Nos séculos seguintes, o Castelo de Amieira, erguido segundo o estilo gótico, sofreu alterações significativas. Foram edificadas habitações no seu interior, mas já estavam em ruínas quando ocorreu o terramoto de 1755. Mais tarde, a estrutura serviu de cemitério local até se encontrar um novo espaço de sepultamento. A configuração actual resulta das intervenções de que foi alvo durante o Estado Novo, em meados do século passado, que modificaram muito a estrutura original, mas também contribuíram para a sua conservação.
Ao longo de diversas décadas e décadas a fio, Amieira era um ponto quase incógnito no território nacional e, ainda hoje, é necessário fazer um desvio de vários quilómetros para demandar a aldeia, numa estrada que acaba nela. Essa via alcatroada, contudo, tem uma extensão natural: depois de deixar para trás as ruas e vielas da aldeia, segue para baixo por uma estrada estreita e que contorna os cabeços agrícolas para atingir o cais da Amieira, onde, no passado, se fazia a travessia para a margem oposta e que, actualmente, tem propósitos essencialmente turísticos.

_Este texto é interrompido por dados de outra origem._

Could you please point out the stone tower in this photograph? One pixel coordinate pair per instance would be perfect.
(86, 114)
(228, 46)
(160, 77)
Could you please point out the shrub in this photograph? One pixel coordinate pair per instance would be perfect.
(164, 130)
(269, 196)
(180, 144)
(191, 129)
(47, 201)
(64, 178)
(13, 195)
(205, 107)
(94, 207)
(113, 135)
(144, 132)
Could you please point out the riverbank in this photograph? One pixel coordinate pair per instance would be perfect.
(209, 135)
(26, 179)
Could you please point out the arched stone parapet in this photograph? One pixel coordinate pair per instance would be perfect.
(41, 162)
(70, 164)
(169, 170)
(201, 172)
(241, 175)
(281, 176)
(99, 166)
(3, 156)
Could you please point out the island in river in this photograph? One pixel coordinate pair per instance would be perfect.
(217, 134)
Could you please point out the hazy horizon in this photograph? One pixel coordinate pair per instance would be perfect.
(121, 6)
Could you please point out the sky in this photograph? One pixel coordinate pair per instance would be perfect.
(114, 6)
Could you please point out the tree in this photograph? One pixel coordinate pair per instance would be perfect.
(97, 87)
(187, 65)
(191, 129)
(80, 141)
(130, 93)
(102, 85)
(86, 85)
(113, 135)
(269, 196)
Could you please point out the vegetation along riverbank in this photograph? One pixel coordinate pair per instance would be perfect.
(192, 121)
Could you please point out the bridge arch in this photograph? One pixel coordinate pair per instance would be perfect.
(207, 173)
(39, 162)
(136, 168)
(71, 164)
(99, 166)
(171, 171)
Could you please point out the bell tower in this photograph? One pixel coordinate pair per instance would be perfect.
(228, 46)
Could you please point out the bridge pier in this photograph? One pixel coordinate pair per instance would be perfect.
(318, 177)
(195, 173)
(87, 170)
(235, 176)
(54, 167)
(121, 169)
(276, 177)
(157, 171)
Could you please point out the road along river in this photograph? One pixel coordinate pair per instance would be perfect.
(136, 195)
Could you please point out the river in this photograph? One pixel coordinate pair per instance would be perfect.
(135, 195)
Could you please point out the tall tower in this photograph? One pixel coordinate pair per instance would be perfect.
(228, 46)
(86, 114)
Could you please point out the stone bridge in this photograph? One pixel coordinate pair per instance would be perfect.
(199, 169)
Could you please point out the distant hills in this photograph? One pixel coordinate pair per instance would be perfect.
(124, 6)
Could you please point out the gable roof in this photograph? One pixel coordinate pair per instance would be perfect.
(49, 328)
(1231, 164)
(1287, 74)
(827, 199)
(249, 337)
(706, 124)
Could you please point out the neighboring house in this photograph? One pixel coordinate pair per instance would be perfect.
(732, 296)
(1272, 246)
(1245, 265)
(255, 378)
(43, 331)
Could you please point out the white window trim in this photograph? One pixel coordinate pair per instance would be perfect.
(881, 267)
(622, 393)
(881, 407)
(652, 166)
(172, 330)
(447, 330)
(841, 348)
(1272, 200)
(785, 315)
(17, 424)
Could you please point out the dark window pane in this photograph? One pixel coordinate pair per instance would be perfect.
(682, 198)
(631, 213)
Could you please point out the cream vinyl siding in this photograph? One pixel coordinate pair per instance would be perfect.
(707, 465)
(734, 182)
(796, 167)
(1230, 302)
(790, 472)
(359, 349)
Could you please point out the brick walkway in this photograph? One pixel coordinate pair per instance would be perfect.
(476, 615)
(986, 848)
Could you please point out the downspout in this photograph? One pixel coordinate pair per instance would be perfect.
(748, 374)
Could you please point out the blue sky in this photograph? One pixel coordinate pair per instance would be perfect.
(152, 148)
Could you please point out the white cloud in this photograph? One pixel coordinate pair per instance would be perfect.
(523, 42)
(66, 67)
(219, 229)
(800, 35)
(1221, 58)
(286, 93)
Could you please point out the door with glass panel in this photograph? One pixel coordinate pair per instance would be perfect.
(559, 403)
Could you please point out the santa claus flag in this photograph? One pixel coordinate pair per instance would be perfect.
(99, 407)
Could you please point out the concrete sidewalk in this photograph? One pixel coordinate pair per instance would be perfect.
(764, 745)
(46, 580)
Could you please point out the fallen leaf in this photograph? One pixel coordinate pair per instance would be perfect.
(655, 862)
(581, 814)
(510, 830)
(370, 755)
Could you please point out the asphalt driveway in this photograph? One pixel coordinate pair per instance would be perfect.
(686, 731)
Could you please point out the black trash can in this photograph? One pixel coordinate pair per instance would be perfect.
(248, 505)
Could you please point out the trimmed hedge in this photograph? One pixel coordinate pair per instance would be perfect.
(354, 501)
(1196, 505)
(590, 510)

Com efeito, a Amieira Marina possibilita que os interessados percorram as águas do rio numa embarcação dotada de todas as comodidades. Recentemente, o Município de Nisa recuperou a tradição e criou o Trilho da Barca d’Amieira, evocando aembarcação que no passado ligava o apeadeiro ferroviário da Barca d’Amieira e a estrada de acesso à Amieira. O caminhante é hoje convidado a desenvolver um percurso de 3,6 quilómetros, passeando pelo Miradouro Transparente do Tejo, como se caminhasse sobre a água. Os passadiços seguintes conduzem a uma ponte suspensa sobre a ribeira de Figueiró, seguida de observatório de aves e dos meandros do rio. Não se admire se se sentir observado. No céu alentejano, as aves de rapina estão sempre à espreita, observando os intrusos e planeando o jantar.